ICC Finds South Africa Did Not Fulfill Its Obligation to Arrest Sudan’s President but Declines to Refer Matter to Security Council

The International Criminal Court (ICC) has ruled South Africa failed to fulfill its obligations as member of the court when the government did not act on the ICC arrest warrants for Sudan’s president when he visited South Africa in 2015.

The three judges comprising Pre-Trial Chamber II unanimously decided on Thursday, July 6, not to refer the matter to either the United Nations Security Council or the ICC’s membership. Article 87 of the ICC’s founding law, the Rome Statute, provides for the court to refer a member state to the wider membership or the Security Council for not cooperating with the court.

The chamber was making a decision on the two-year old matter now because it decided to wait until a similar case before South Africa’s judiciary concluded. In November last year, South Africa notified the ICC that the case before the South African judiciary had ended.

One reason the judges gave for deciding not to refer South Africa was that neither the Security Council nor the Assembly of States Parties have acted on previous ICC decisions referring other countries for failing to act on the arrest warrants for the Sudanese president.

“In addition, the Chamber observes that states parties have been referred to both the Assembly of States Parties and the United Nations Security Council in six instances in relation to failures to arrest and surrender Omar Al-Bashir,” said Presiding Judge Cuno Tarfusser, who read the decision on behalf of the other judges.

“However, the past 24 meetings of the Security Council of the United Nations following the adoption of Resolution 1593, including meetings held on the occasion of the biannual reports made by the prosecutor to the Security Council of the United Nations, have not resulted in measures against states parties that have failed to comply with their obligations to cooperate with the court, despite proposals from different states to develop a follow-up mechanism concerning the referral of states to the Security Council by the Court,” continued Judge Tarfusser.

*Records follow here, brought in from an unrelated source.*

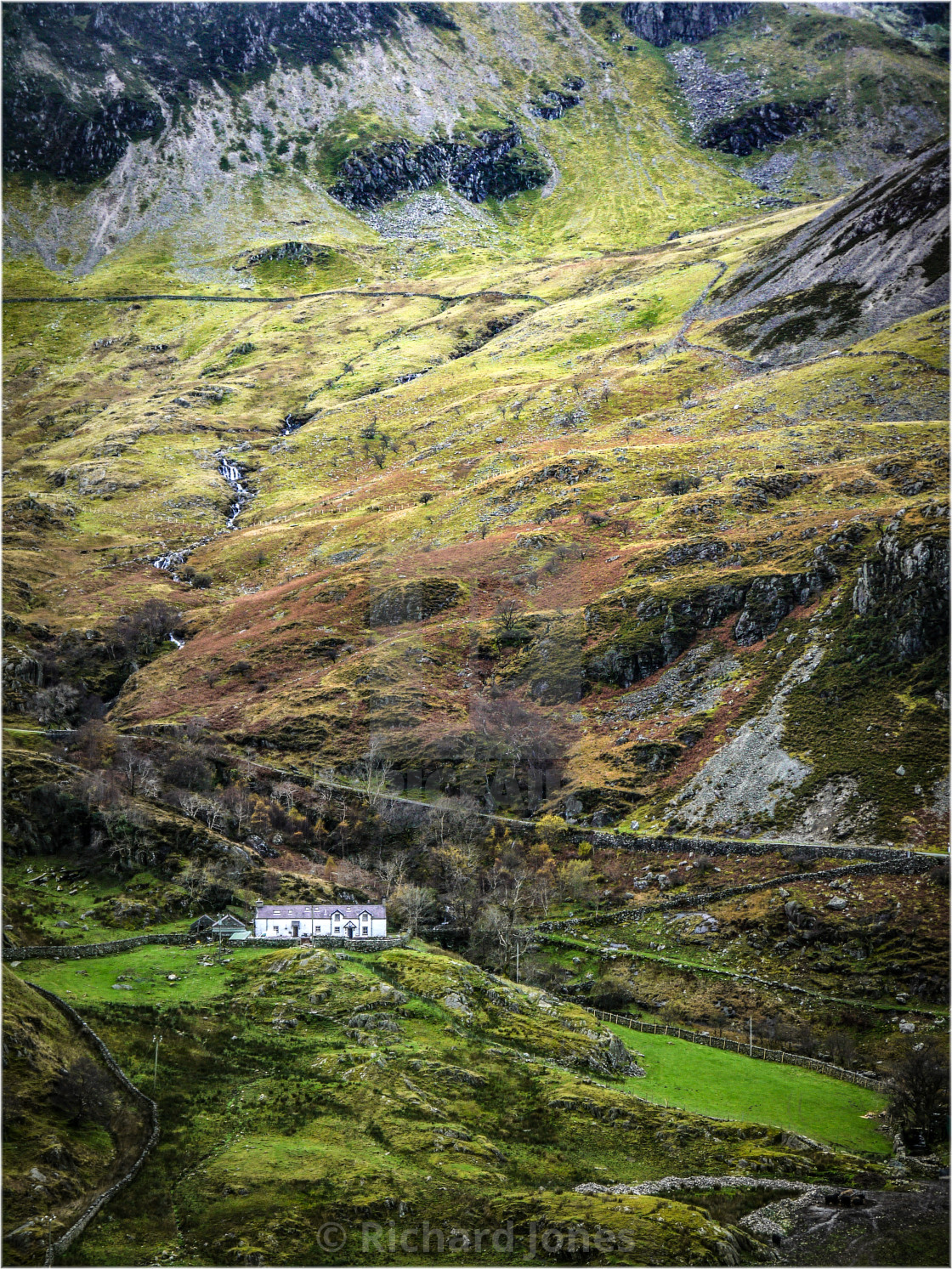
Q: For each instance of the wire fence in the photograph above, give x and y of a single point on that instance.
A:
(733, 1045)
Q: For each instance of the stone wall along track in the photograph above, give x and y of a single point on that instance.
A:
(65, 1240)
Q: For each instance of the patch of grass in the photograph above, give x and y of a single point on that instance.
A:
(726, 1085)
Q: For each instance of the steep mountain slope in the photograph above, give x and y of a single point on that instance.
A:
(596, 530)
(185, 136)
(869, 262)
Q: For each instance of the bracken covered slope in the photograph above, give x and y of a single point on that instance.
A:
(471, 456)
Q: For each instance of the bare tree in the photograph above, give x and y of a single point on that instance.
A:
(373, 770)
(139, 772)
(507, 613)
(411, 904)
(391, 870)
(286, 793)
(919, 1096)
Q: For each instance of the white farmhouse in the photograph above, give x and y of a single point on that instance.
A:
(300, 921)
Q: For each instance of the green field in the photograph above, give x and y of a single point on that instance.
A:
(679, 1074)
(730, 1086)
(144, 971)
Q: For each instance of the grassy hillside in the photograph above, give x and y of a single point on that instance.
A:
(298, 1088)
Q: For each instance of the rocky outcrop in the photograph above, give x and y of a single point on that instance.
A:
(553, 103)
(659, 628)
(874, 259)
(413, 600)
(502, 165)
(298, 252)
(753, 772)
(772, 598)
(764, 125)
(658, 631)
(661, 25)
(904, 592)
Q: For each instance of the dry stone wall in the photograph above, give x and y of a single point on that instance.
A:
(74, 1231)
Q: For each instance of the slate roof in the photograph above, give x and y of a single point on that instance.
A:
(296, 911)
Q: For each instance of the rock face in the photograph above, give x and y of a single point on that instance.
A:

The judges of Pre-Trial Chamber II unanimously agreed South Africa was wrong in arguing the government could not arrest al-Bashir because he has immunity under customary international law. The judges also unanimously agreed South Africa was wrong in arguing it could not arrest al-Bashir because he was in South Africa at the time to attend a heads of state meeting of the Africa Union and therefore he had immunity.

What the judges did not agree on was why al-Bashir did not enjoy immunity. The majority of Pre-Trial Chamber II ruled al-Bashir did not have immunity from the ICC arrest warrants because there is no provision for such immunity in the Rome Statute.

Judge Tarfusser and Judge Chang-ho Chung noted Sudan was not a member of the ICC but said the provisions of the Rome Statute applied in this case because al-Bashir is being sought in connection with atrocities committed in Darfur that were referred to the ICC by the Security Council.

“The chamber finds, by majority, that the necessary effect of the Security Council resolution triggering the court’s jurisdiction in the situation in Darfur and imposing on Sudan the obligation to cooperate fully with the court, is that, for the limited purpose of the situation in Darfur, Sudan has rights and duties analogous to those of states parties to the statute,” said Judge Tarfusser.

“It is acknowledged that this is an expansion of the applicability of an international treaty to a state which has not voluntarily accepted it as such. Nonetheless, the finding of the majority of the chamber in this respect is in line with the Charter of the United Nations, which permits the Security Council to impose obligations on states,” said Judge Tarfusser.

“It may be emphasized that Sudan’s rights and obligations are only those related to the situation in Darfur as referred by the Security Council and strictly within the parameters of the situation,” said Tarfusser.

Judge Marc Perrin de Brichambaut said in his minority opinion* that al-Bashir did not have immunity because Sudan and South Africa have ratified the 1948 Convention on the Prevention and Punishment of the Crime of Genocide, which does not provide immunity for anyone who may be prosecuted for the crime of genocide.

Judge de Brichambaut said this is relevant because the second ICC arrest warrant against al-Bashir was issued for his alleged role in genocide committed in the western region of Darfur between 2003 and 2008. This arrest warrant was issued in 2010. The first arrest warrant against al-Bashir was issued in 2009 for his alleged role in war crimes and crimes against humanity committed in Darfur.

“In my view, the combined effect of a literal and a contextual interpretation of Article 4 of the Convention on Genocide along with an analysis of the objective and goal of the treaty leads to the conclusion that when state officials must respond to genocide allegations they do not enjoy personal immunity. Under the provision of Article 6 of the Convention these immunities are lifted at the beginning of proceedings, I quote, ‘before an international criminal court’,” said Judge de Brichambaut.

“Given that personal immunity is incompatible with the obligations of state parties to the Convention on Genocide, Sudan must be deemed to have renounced the immunity of its state officials when it ratified the convention,” said the judge.

“Thus, I think, the full participation of Sudan and South Africa in the Convention on Genocide could have had the effect of lifting the immunity of Omar al-Bashir, obliging the contracting parties of the said convention to arrest him when he is in their territory,” said Judge de Brichambaut.

*The minority opinion of Judge de Brichambaut was not linked to in the original version of this blog.